Наконец однажды молодая девушка с посторонней помощью смогла встать с постели; она сидела у окна в огромном кресле шевалье и с наслаждением (это свойственно всем больным) впитывала горячее и пронизывающее тепло солнечных лучей, падавших на нее, а легкий ветерок, пропитанный благоуханием роз в саду, ласково играл с несколькими прядями ее золотистых волос, выбившихся из-под маленького чепчика.

Время от времени она поворачивалась, чтобы взглянуть на г-на де ла Гравери, а тот, стоя позади нее и опершись двумя руками на спинку кресла, с любовью разглядывал ее; она же в ответ пожимала ему руку и целовала ее с восторженным чувством детской признательности; затем она вновь погружалась в глубокую и мечтательную задумчивость, ее взор блуждал по саду: в эту пору весь розарий был усеян тысячами цветов различных оттенков.

Шевалье склонился к девушке.

— О чем вы думаете, Тереза? — спросил он.

— Мой ответ покажется вам довольно глупым, господин шевалье, — отвечала девушка, — но я не думаю ни о чем, и, однако, мне доставляет удовольствие эта созерцательная мечтательность. Спросите меня, что я вижу, когда смотрю на небо, и я вам отвечу то же самое: я не вижу ничего, и тем не менее мой взор будет сосредоточен на самом величественном, самом прекрасном и самом непостижимом на свете; нет, я испытываю неописуемое блаженство, мне кажется, что я перенеслась в иной мир, по сравнению с тем, в котором жила до сих пор и в котором так много страдала. Там, куда я переношусь, все такое возвышенное, такое доброе и такое прекрасное!

— Дорогое дитя, — прошептал шевалье, вытирая слезу, блестевшую в уголке его глаза.

— Увы! — повернувшись к шевалье, с глубокой грустью продолжала Тереза, не видевшая этой слезы. — Зачем вы меня разбудили? Это счастье, как любые другие радости и наслаждения этого мира, всего лишь греза; но эта греза так сладка, а пробуждение так печально!

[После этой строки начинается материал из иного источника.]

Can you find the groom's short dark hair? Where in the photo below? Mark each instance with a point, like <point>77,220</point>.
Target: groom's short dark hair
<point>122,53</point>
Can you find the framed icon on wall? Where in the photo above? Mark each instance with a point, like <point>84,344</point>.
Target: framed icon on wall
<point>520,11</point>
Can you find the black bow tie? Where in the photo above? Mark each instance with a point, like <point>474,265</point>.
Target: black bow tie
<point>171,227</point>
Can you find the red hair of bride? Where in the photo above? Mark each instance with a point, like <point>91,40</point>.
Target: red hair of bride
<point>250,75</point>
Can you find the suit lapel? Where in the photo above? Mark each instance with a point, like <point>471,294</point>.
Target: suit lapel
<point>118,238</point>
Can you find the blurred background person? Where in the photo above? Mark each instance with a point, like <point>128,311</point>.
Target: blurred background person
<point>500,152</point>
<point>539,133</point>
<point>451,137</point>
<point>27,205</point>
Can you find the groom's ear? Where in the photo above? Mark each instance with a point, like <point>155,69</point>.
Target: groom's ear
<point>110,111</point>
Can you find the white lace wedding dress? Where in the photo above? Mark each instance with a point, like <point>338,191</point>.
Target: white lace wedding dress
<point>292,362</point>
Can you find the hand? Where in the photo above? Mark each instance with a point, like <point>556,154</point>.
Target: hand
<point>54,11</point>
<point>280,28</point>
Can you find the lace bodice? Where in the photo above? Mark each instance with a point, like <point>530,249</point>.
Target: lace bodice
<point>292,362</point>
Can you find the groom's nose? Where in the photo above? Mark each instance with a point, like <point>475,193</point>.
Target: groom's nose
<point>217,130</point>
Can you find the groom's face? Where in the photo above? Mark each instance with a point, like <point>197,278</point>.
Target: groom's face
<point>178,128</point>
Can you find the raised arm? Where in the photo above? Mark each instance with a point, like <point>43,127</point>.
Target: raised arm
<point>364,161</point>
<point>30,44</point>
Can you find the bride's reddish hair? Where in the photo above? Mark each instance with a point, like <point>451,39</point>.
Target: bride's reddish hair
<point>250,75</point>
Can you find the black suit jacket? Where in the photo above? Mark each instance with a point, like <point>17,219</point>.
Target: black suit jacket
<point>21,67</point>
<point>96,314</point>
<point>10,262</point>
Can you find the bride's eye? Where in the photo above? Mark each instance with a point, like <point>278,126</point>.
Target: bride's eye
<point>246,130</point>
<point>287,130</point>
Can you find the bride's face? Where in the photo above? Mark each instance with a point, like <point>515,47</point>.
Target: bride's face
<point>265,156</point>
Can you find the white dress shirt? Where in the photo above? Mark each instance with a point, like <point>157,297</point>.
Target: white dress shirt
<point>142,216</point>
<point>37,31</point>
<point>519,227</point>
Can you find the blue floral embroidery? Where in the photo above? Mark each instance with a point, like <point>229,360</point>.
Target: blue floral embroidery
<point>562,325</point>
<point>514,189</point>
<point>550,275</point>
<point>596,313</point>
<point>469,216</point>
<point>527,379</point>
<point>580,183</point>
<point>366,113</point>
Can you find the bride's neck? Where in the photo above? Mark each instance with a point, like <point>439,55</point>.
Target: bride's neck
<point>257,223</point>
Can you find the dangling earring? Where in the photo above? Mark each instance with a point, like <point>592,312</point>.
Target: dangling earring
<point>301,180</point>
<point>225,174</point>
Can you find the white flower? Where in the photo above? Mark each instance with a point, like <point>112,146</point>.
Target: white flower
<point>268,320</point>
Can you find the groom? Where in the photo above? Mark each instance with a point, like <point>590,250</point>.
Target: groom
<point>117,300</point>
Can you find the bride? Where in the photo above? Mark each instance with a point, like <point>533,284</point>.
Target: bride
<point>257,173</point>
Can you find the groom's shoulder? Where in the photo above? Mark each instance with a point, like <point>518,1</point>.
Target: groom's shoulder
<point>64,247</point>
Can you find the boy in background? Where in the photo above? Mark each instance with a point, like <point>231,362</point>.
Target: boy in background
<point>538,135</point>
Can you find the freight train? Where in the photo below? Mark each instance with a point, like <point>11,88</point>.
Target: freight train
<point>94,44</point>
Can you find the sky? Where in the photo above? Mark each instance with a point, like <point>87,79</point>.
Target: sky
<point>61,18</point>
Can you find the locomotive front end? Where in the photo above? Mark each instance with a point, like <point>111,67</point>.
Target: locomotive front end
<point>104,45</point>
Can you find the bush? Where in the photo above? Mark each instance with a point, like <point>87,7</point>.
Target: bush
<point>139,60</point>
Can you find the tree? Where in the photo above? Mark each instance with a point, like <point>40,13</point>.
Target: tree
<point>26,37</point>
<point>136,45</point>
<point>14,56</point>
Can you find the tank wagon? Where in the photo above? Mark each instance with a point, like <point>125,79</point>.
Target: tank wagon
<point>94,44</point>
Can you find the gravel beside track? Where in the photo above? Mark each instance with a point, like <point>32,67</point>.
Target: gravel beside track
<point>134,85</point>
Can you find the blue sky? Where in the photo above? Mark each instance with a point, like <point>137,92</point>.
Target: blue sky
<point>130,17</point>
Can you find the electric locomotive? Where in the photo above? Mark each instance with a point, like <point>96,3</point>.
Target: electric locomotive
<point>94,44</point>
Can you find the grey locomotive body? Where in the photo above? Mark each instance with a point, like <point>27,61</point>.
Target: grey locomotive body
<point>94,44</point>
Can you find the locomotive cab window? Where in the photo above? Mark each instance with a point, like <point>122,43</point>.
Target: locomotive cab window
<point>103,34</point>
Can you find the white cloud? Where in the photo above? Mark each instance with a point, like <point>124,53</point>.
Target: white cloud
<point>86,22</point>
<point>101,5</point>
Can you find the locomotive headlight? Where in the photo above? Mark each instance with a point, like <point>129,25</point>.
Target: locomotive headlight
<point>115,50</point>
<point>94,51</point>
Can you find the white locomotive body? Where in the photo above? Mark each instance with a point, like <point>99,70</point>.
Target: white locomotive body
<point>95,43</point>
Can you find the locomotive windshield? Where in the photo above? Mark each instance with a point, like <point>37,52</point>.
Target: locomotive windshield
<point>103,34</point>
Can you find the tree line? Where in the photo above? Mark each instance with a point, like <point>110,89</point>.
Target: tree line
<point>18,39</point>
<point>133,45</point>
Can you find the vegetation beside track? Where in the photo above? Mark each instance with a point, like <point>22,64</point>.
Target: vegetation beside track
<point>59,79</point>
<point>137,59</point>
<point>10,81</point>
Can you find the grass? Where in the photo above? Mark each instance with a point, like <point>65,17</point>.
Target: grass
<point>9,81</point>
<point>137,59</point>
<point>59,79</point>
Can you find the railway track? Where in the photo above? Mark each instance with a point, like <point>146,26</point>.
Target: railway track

— Вас кто-то или что-то обидело, дитя мое? Находите ли вы недостаточным те заботы, какими окружают вас в этом доме? Говорите же! Вы должны были, однако, заметить, что желание видеть вас счастливой стало единственной моей целью в жизни.

— Значит, вы меня любите? — спросила девушка с очаровательным простодушием.

— Если бы вы не внушали мне искреннюю и глубокую привязанность, разве стал бы я для вас тем, кем я стал, или, вернее, тем, кем стараюсь стать, Тереза?

— Но как и за что вы меня любите?

Шевалье некоторое время помедлил с ответом.

— Вы напоминаете мне мою дочь, — промолвил он.

— Вашу дочь? — переспросила Тереза. — Вы ее потеряли, сударь? О! Мне вас жаль; я чувствую, что если Господь отнимет у меня дитя, которое он вложил в мое чрево, чтобы утешить меня в моих несчастьях, то ничего более не удержит меня в этом мире, ведь я смирилась с необходимостью остаться здесь, лишь мечтая о нежности и любви, и ею одарит меня в будущем это драгоценное крошечное существо.

Девушка впервые заговорила о своем положении, и она делала это с легкостью и непринужденностью, которые, не имея ничего общего с бесстыдством, все же показались г-ну де ла Гравери странными. Он счел нужным сменить тему разговора и подумал, что наступила благоприятная минута расспросить Терезу о ее прошлом.

— Так, значит, вы много страдали, бедняжка? — спросил он.